Qui a enlevé les deux touristes autrichiens ?
Alain RODIER
Le 22 février 2008, deux touristes autrichiens étaient enlevés dans la région de Matmata, au sud de la Tunisie. Ils auraient ensuite été acheminés via la Libye et le sud de l'Algérie jusqu'au nord du Mali, dans la région de Kidal, fief des rebelles touaregs. Les deux Autrichiens, Andrea Kloiber et Wolfgang Ebner, seraient aux mains du chef de la 9e région d'Al-Qaida au Maghreb islamique (AQMI1), Yahia Djouadi.
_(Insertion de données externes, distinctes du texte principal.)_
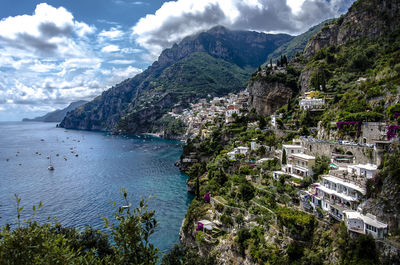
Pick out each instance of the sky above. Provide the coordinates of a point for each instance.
(55, 52)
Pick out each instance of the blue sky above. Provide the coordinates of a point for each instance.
(55, 52)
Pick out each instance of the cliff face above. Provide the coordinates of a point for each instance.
(58, 115)
(368, 19)
(213, 63)
(267, 97)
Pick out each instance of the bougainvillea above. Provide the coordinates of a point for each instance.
(207, 197)
(200, 226)
(392, 131)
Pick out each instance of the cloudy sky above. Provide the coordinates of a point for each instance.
(56, 52)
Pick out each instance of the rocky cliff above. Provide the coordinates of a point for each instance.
(212, 63)
(367, 19)
(58, 115)
(267, 97)
(270, 89)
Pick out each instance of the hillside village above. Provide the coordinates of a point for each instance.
(335, 194)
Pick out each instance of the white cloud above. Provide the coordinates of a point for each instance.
(177, 19)
(49, 31)
(122, 61)
(110, 48)
(113, 33)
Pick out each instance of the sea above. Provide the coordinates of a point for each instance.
(90, 169)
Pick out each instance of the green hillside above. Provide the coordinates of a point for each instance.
(297, 44)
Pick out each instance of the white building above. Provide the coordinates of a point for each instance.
(291, 149)
(363, 170)
(237, 150)
(336, 195)
(230, 111)
(242, 149)
(364, 224)
(311, 103)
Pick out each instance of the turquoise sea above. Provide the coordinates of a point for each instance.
(79, 191)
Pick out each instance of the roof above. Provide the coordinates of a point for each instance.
(341, 195)
(303, 156)
(365, 166)
(344, 183)
(371, 220)
(264, 159)
(292, 146)
(207, 224)
(352, 214)
(368, 219)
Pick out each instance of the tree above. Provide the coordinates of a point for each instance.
(247, 191)
(50, 243)
(284, 157)
(186, 256)
(198, 187)
(243, 236)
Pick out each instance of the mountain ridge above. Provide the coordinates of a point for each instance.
(59, 114)
(131, 96)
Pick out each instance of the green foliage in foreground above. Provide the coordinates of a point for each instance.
(50, 243)
(186, 256)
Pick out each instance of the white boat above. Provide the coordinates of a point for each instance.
(50, 167)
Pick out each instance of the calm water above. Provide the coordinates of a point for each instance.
(80, 189)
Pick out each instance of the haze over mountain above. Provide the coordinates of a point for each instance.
(58, 52)
(213, 63)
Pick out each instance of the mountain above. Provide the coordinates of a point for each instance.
(360, 45)
(297, 44)
(58, 115)
(365, 19)
(213, 63)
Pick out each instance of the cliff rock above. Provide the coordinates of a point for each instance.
(267, 97)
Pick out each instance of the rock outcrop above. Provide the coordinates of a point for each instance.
(267, 97)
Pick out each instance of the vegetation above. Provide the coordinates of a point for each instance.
(51, 243)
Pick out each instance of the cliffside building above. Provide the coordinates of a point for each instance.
(312, 103)
(364, 224)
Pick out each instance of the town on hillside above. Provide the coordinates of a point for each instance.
(327, 175)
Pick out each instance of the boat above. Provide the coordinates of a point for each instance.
(50, 167)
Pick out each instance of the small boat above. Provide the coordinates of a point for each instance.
(50, 167)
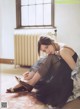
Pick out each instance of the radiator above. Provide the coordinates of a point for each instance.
(25, 49)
Région où seraient détenus les otages autrichiens
Le nouveau commandant de la 9e région
nitialement, Yahia Djouadi – alias Abou Amar Abd El-Ber – âgé de 39 ans, appartenait aux Groupes islamiques armés algériens (GIA). Dans les années 1990, il créé son propre mouvement : le Groupe salafiste combattant (GSC). A la tête d'environ 80 militants, il est particulièrement actif à l'ouest d'Alger (région de Chief, Tiaret et Tissemlit) alors que la zone de prédilection du Groupe salafiste pour la prédication et le combat (GSPC) se trouve surtout située à l'est et au sud de la capitale algérienne. Il ne rejoint officiellement le GSPC qu'au début 2005.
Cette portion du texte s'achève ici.